By Bruce Geiselman, Northeast Ohio Media Group
OLMSTED FALLS, Ohio -- Faced with the threat of a federal lawsuit, the Olmsted Falls schools have pulled a video about Muslims in America from its seventh-grade social studies curriculum.
School Superintendent Jim Lloyd said the district agreed to remove the 2005 documentary TV show, "30 Days: Muslims and America," rather than spend money defending the right to show it.
"Muslims and America" is narrated by Morgan Spurlock, best known for his film "Super Size Me," in which he ate only McDonald's for one month.
It follows a Christian man who lives as a Muslim for 30 days with a family in Dearborn, Mich., sharing the family's culture, studying the Koran and attending prayers.

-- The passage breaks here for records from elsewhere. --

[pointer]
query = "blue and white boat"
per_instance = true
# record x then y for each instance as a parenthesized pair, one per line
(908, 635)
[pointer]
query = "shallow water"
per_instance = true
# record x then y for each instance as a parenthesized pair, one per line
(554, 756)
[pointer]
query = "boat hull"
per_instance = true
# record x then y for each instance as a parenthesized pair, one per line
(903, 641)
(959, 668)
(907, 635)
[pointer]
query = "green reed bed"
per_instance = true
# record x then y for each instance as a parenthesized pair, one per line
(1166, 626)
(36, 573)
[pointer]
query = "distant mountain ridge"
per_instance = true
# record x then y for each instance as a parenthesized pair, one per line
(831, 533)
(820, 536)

Jenny McKeigue -- a mother of three who works for the district part-time as alumni director -- objected to the show, which her son saw in class in 2010. She said it promoted Islam and did not fairly represent all ethnic and religious groups.
Meanwhile, the American Civil Liberties Union said a school district should be allowed to show a video that teaches about the culture of a religion. Chris Link, executive director of the Ohio ACLU expressed her belief that was the intention of the school district rather than to teach students to practice a religion.
Link said she found it troubling the school district would remove the video based on the complaint of one parent. She said the group's attorneys planned to look into the issue.
Julia Shearson, executive director of the Cleveland Chapter of the Council on American-Islamic Relations, said she didn't think the video crossed the line of proselytizing or providing religious instruction. Instead, it debunked common stereotypes about Islam and Muslims.
"Instead of being threatened with costly and baseless federal litigation, the school should have been applauded for having the courage to explore such complicated and nuanced topics," Shearson said.
Trying novel approaches to stretch the minds of students is a teacher’s job, she said.